Dopo il lockdown protrattosi per tutto il mese di aprile, punto di massima flessione degli avviamenti (-68,1% tendenziale), la caduta di questi ultimi si è progressivamente attenuata a maggio (-41,6%) e a giugno (-20,9%) con la graduale riapertura delle attività economiche delle imprese.
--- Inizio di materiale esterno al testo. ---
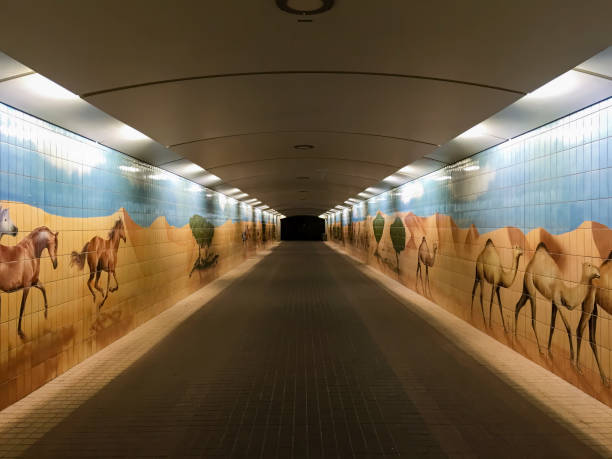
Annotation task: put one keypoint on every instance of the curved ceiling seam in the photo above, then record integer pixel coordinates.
(282, 158)
(297, 131)
(246, 177)
(281, 174)
(298, 72)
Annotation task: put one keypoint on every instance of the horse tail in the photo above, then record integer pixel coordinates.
(79, 258)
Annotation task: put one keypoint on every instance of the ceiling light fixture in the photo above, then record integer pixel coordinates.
(559, 86)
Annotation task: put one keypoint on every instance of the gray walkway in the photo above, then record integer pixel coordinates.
(304, 356)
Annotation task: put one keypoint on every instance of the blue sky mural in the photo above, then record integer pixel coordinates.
(555, 177)
(68, 175)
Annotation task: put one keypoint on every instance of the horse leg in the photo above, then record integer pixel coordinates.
(592, 330)
(107, 291)
(553, 318)
(501, 310)
(116, 287)
(24, 297)
(96, 285)
(40, 287)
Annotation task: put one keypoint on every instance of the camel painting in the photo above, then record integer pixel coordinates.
(489, 268)
(428, 259)
(101, 255)
(543, 275)
(600, 295)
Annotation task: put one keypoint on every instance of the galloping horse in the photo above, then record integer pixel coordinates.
(6, 224)
(20, 265)
(101, 256)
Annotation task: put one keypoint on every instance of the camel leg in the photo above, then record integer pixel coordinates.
(40, 287)
(519, 305)
(24, 297)
(116, 287)
(569, 335)
(533, 316)
(593, 343)
(91, 276)
(553, 319)
(501, 310)
(491, 303)
(484, 320)
(107, 291)
(584, 318)
(473, 294)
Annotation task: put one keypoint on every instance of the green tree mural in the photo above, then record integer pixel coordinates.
(378, 225)
(203, 232)
(398, 238)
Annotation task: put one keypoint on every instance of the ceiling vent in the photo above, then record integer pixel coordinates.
(305, 7)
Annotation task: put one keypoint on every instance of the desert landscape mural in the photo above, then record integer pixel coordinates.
(93, 243)
(527, 222)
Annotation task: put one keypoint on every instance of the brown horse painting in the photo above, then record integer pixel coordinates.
(101, 255)
(20, 265)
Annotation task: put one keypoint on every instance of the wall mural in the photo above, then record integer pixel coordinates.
(79, 220)
(524, 223)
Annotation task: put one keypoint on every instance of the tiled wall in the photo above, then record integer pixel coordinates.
(543, 199)
(62, 195)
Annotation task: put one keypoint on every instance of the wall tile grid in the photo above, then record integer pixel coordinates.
(549, 188)
(51, 178)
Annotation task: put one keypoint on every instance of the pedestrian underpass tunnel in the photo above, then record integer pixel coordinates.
(302, 228)
(305, 228)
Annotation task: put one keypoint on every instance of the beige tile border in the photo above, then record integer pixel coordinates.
(586, 417)
(30, 418)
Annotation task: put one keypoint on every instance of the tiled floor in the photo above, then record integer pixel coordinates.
(302, 355)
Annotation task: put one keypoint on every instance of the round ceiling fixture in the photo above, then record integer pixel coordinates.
(325, 6)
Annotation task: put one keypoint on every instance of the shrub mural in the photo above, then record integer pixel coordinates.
(527, 222)
(67, 202)
(203, 232)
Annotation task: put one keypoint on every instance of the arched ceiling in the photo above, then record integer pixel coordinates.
(233, 86)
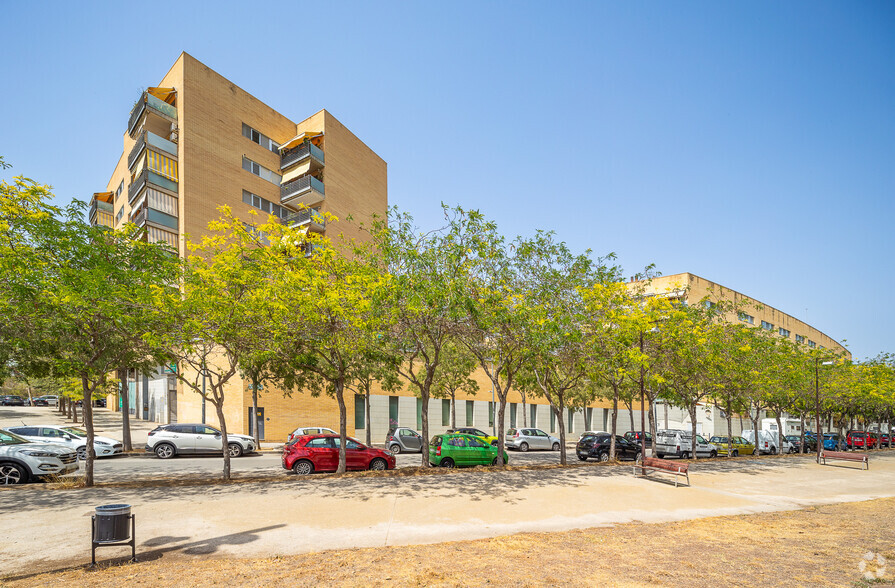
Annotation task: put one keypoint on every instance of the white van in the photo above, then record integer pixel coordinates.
(768, 442)
(678, 443)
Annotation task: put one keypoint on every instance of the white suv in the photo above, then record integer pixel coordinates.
(21, 460)
(169, 440)
(72, 437)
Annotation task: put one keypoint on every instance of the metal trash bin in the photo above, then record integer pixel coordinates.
(113, 524)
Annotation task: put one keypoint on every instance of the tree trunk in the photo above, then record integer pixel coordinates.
(613, 430)
(424, 414)
(88, 422)
(255, 432)
(218, 403)
(126, 441)
(693, 443)
(367, 416)
(729, 428)
(339, 386)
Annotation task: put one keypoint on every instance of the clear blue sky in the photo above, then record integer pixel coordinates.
(750, 143)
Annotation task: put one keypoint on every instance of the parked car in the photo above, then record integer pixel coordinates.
(634, 437)
(307, 454)
(71, 437)
(491, 439)
(679, 443)
(403, 440)
(598, 446)
(768, 442)
(166, 441)
(22, 460)
(738, 446)
(796, 442)
(860, 440)
(525, 439)
(310, 431)
(459, 450)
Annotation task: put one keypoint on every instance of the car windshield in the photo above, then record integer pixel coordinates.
(7, 438)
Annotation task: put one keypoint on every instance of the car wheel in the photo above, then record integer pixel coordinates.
(11, 473)
(303, 467)
(164, 450)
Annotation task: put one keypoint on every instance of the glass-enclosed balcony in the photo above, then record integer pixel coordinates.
(156, 102)
(304, 152)
(152, 140)
(149, 178)
(304, 190)
(307, 217)
(102, 210)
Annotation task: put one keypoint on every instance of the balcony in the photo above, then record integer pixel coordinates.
(147, 103)
(101, 213)
(306, 217)
(154, 141)
(304, 190)
(301, 153)
(149, 177)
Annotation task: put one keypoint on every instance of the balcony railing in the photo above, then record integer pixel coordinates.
(149, 101)
(149, 177)
(300, 153)
(153, 140)
(309, 217)
(306, 190)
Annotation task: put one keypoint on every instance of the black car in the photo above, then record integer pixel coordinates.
(597, 447)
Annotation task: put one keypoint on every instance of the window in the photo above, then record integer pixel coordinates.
(359, 412)
(260, 171)
(392, 411)
(259, 138)
(264, 204)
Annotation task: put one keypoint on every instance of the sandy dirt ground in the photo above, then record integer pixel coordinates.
(818, 546)
(49, 529)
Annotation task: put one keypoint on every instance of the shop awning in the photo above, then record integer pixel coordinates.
(164, 94)
(299, 139)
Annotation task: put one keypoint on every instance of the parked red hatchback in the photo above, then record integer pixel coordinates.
(320, 453)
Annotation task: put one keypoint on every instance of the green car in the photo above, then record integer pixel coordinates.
(739, 446)
(457, 450)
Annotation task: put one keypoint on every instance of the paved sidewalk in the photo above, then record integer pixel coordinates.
(325, 512)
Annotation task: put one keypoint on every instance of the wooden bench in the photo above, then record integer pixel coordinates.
(861, 457)
(654, 464)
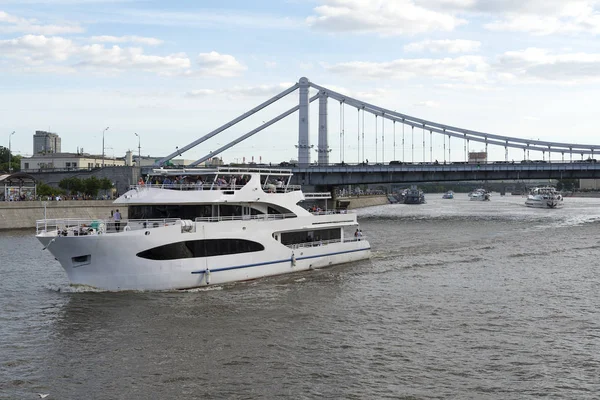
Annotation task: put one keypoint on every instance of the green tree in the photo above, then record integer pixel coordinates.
(15, 161)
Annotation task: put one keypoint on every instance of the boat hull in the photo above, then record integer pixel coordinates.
(112, 262)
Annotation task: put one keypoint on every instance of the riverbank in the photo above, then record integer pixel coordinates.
(23, 214)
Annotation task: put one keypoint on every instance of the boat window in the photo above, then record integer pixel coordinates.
(288, 238)
(169, 211)
(201, 248)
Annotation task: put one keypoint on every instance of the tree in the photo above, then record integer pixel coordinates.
(15, 161)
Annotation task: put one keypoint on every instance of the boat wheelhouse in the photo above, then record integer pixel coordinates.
(188, 228)
(544, 197)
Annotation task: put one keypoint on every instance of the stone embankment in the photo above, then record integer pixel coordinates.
(23, 214)
(362, 201)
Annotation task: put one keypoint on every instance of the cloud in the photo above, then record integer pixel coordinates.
(127, 39)
(36, 49)
(427, 103)
(534, 65)
(48, 54)
(464, 68)
(387, 18)
(10, 23)
(444, 46)
(119, 58)
(243, 91)
(215, 64)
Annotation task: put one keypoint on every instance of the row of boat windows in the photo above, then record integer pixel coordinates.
(221, 247)
(201, 248)
(290, 238)
(193, 211)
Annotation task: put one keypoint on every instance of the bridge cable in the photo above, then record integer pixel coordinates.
(412, 143)
(394, 140)
(382, 139)
(376, 139)
(358, 133)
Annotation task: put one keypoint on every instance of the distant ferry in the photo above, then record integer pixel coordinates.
(188, 228)
(544, 197)
(479, 195)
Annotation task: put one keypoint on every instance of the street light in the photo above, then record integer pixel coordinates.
(9, 152)
(105, 129)
(139, 151)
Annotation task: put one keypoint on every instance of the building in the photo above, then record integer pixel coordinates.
(46, 142)
(67, 161)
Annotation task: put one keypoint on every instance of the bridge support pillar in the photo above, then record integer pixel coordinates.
(303, 124)
(323, 149)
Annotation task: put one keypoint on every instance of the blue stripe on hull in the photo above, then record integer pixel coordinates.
(278, 261)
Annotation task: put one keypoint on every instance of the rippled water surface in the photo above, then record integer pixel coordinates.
(461, 300)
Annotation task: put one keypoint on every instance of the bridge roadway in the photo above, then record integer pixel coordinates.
(352, 174)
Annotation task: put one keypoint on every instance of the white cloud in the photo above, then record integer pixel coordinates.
(200, 93)
(215, 64)
(10, 23)
(444, 46)
(36, 49)
(536, 65)
(48, 54)
(243, 91)
(127, 39)
(119, 58)
(464, 68)
(387, 18)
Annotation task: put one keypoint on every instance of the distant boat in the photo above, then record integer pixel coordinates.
(544, 197)
(414, 196)
(479, 195)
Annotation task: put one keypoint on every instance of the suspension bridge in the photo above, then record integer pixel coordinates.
(558, 160)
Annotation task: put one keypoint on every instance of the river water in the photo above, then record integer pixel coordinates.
(461, 300)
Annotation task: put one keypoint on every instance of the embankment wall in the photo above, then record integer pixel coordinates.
(365, 201)
(23, 214)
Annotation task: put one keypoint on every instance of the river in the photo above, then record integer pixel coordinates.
(461, 300)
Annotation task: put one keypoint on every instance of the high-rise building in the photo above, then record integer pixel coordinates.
(46, 142)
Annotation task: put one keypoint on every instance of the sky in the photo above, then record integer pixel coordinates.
(174, 71)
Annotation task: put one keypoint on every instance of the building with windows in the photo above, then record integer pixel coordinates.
(46, 142)
(67, 162)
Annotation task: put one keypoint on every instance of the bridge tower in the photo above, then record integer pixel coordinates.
(323, 148)
(303, 124)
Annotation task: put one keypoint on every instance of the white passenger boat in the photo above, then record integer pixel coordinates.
(544, 197)
(195, 227)
(479, 195)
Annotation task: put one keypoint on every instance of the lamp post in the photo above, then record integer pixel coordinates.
(139, 151)
(9, 151)
(105, 129)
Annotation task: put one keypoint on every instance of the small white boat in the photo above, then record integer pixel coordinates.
(544, 197)
(479, 195)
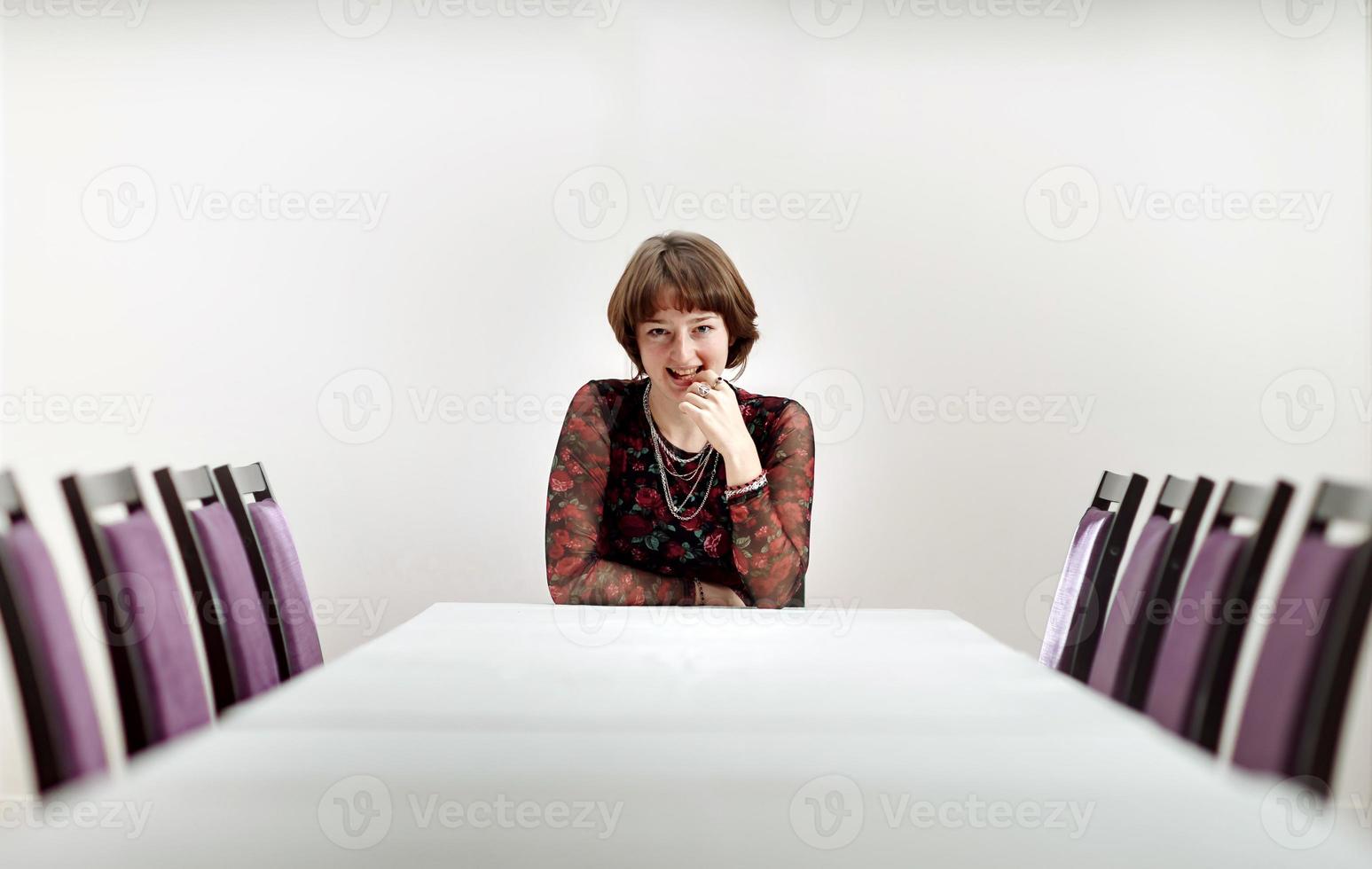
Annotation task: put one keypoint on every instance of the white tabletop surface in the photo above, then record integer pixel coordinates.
(527, 735)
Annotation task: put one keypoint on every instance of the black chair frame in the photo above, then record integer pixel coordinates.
(85, 495)
(20, 630)
(1181, 503)
(233, 483)
(1266, 507)
(1124, 495)
(1344, 633)
(180, 490)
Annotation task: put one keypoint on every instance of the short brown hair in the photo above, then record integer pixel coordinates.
(687, 272)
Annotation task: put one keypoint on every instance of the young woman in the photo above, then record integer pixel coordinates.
(677, 488)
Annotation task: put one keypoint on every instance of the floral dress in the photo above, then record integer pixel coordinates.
(612, 540)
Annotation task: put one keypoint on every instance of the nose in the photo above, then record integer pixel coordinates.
(681, 350)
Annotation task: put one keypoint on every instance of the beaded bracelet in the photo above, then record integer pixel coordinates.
(757, 482)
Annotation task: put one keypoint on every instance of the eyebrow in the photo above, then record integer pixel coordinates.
(692, 320)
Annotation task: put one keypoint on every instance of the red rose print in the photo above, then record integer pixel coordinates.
(712, 543)
(790, 513)
(569, 566)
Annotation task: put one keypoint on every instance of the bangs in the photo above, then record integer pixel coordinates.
(686, 272)
(678, 282)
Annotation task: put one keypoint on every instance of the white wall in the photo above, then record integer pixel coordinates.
(478, 280)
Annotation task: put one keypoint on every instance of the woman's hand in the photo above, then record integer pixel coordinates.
(720, 596)
(719, 419)
(717, 415)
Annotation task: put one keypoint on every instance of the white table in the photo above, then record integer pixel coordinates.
(483, 735)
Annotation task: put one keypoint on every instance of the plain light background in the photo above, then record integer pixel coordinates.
(517, 160)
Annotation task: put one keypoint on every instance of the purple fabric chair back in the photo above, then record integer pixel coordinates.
(63, 691)
(1279, 695)
(1125, 622)
(245, 620)
(154, 628)
(293, 599)
(1187, 640)
(1073, 586)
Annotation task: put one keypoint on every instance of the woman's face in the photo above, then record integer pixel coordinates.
(685, 341)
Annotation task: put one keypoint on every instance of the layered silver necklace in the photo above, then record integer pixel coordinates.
(670, 460)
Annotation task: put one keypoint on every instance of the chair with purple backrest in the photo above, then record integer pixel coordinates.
(270, 551)
(63, 726)
(1301, 684)
(1201, 644)
(1143, 601)
(238, 640)
(1088, 574)
(157, 670)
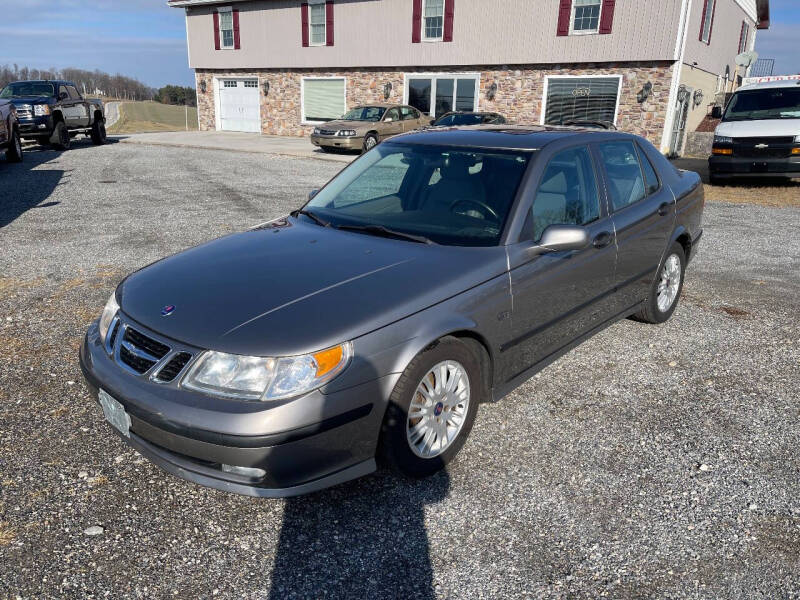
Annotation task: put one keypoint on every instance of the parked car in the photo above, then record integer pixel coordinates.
(461, 117)
(759, 134)
(54, 112)
(9, 132)
(374, 320)
(363, 127)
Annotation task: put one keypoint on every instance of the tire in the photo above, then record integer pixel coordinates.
(98, 133)
(60, 139)
(653, 310)
(14, 152)
(370, 141)
(400, 442)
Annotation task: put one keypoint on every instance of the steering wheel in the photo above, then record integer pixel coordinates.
(485, 208)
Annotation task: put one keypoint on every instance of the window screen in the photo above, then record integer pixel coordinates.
(581, 99)
(323, 99)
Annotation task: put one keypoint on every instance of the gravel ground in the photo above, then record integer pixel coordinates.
(652, 461)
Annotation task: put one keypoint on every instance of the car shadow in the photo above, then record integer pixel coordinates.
(363, 539)
(26, 185)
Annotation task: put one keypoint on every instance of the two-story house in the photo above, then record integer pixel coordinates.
(282, 66)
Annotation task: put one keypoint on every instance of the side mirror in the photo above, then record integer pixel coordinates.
(562, 238)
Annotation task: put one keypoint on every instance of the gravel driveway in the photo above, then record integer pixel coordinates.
(652, 461)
Le nuove assunzioni nel mese di giugno 2020 sono state 10.006 –2.643 in meno in confronto a giugno 2019 – e le cessazioni 14.499 (1.601 in meno su giugno 2019) con un calo tendenziale del 9,9%. Ne risulta un saldo negativo mensile di -4.493 posizioni lavorative (contro il -3.451 di giugno 2019). Il saldo negativo del mese di giugno è tipicamente dovuto a un fattore stagionale costituito dalle cessazioni dei rapporti a tempo determinato nell’istruzione (3.828 a giugno 2020, un valore del tutto simile allo stesso mese degli anni precedenti). Si tratta delle supplenze annuali degli insegnanti delle scuole, in larga parte pubbliche, destinate poi a riemergere, dopo un ulteriore addensamento di cessazioni ad agosto, con un corrispondente flusso di “nuove” assunzioni a settembre di ogni anno.

Il saldo annualizzato, cioè il saldo cumulato di avviamenti e cessazioni negli ultimi 12 mesi che neutralizza i “picchi stagionali”, dopo essere svoltato in negativo a marzo 2020, risulta a fine giugno a quota -7.756. Se si escludono le forme contrattuali non assimilabili al lavoro dipendente il saldo annualizzato si ferma a -6.500 posizioni.

Il periodo tra marzo e giugno 2020, in cui si dispiega a pieno l’impatto dell’epidemia, registra complessivamente 29.268 assunzioni (-40% sul corrispondente periodo del 2019), 40.018 cessazioni (-17,3% tendenziale) con un saldo complessivo tra ingressi e uscite di -10.750, in confronto al + 414 tra marzo e giugno del 2019.

Al livello dei macro settori di attività economica, il saldo è positivo e non distante dai valori del 2019 per l’agricoltura, con una crescita annualizzata però esigua (+129 posizioni dipendenti negli ultimi 12 mesi). Le costruzioni, dopo i saldi negativi di marzo e aprile, segnano un recupero a maggio (+505) e a giugno (+433) con una variazione annualizzata di 961 posizioni. L’industria registra un saldo ancora negativo, per il quarto mese consecutivo, ma in miglioramento rispetto a marzo e aprile. Il saldo complessivo degli ultimi dodici mesi (-3.156, con valori compresi tra il +41 della farmaceutica e il –722 della fabbricazione di prodotti in metallo) è sostanzialmente invariato tra maggio e giugno. Nel commercio e servizi il saldo annualizzato (-5.688) è negativo e in peggioramento. Nei sottocomparti del terziario il saldo è di -1.912 nei servizi di alloggio e ristorazione, -1.740 nei servizi di supporto alle imprese, -707 nel commercio, -485 nei servizi collettivi (sanità, assistenza sociale, istruzione, P.A.), -366 nelle attività d’intrattenimento, -487 negli altri servizi alle persone; solo nei servizi di informazione e comunicazione il dato è marginalmente positivo.